Acquisition modules fetch content from external sources and drop
`{hash}.<ext>` + `{hash}.meta.json` **flat file pairs** into
`data/acquired/<type>/`. They do **not** touch the database — that's the
processor's job.

### Atomic drop protocol
1. Write content to `<hash>.<ext>.tmp` (unknown extension, safe from dispatcher).
2. Compute hash; rename tmp to final `<hash>.<ext>`.
3. Write `<hash>.meta.json.tmp`, then rename to `<hash>.meta.json`.
4. **Meta goes final first, content goes final last.** Dispatcher only
   picks up when content file exists and is stable, so a half-visible
   pair without meta never gets dispatched.

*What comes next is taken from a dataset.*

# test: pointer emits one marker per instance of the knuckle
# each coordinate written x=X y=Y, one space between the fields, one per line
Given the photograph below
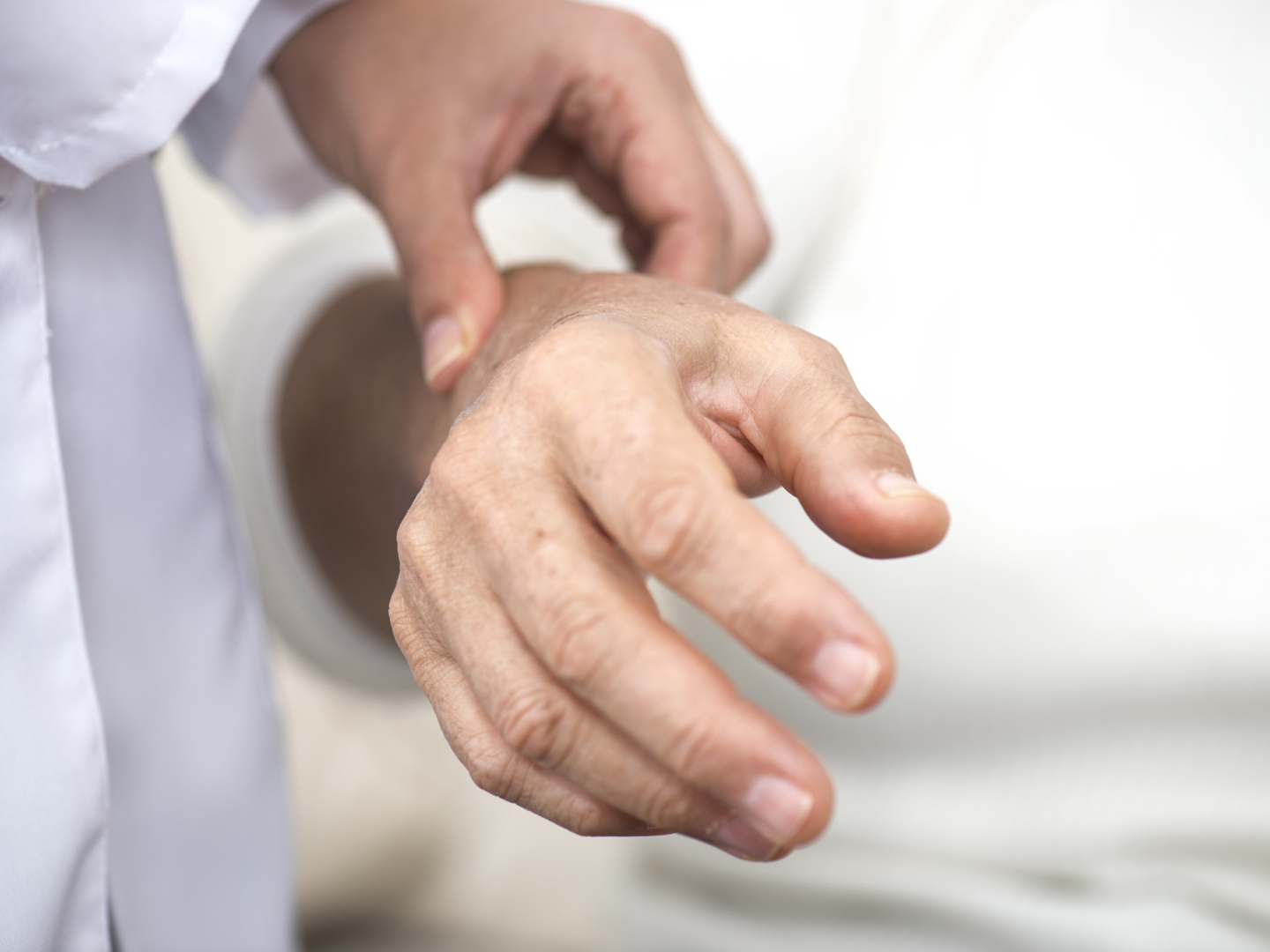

### PeerTube acquisition (`lib/acquisition/peertube.py`)
- Daemon loop `acquisition_loop(stop_event, db, config, interval=1800)`.
- Queries catalogue for `source='stream.echo6.co'` rows, builds sets of
  known UUIDs (`/w/<uuid>` extracted from `path`) **and** known titles
  (from `filename`) — both cohorts are checked so Phase 5b-rewritten
  rows and pre-5b library-path rows dedupe correctly.
- Lists PeerTube videos via `peertube_scraper.get_videos`, filters to
  those with captions, prefers English caption.
- For each new one: fetches VTT, converts to text with `vtt_to_text`,
  atomically drops pair into `data/acquired/stream/`.
- Rate limits at `peertube.rate_limit_delay` (default 0.5s) —
  **PeerTube returns 429 if captions are fetched too fast.**

### Manual uploads / URL ingest
`api.py` exposes `/api/upload`, `/api/ingest-url`, `/api/ingest-urls`,
`/api/ingest-peertube` — all end by dropping a pair into `acquired/<type>/`.

---

## 5. Dispatcher (`lib/dispatcher.py`)

The dispatcher is one daemon thread (`dispatch_loop`, interval=30s). It
watches each configured subfolder under `data/acquired/` and hands
stable file pairs to the registered processor.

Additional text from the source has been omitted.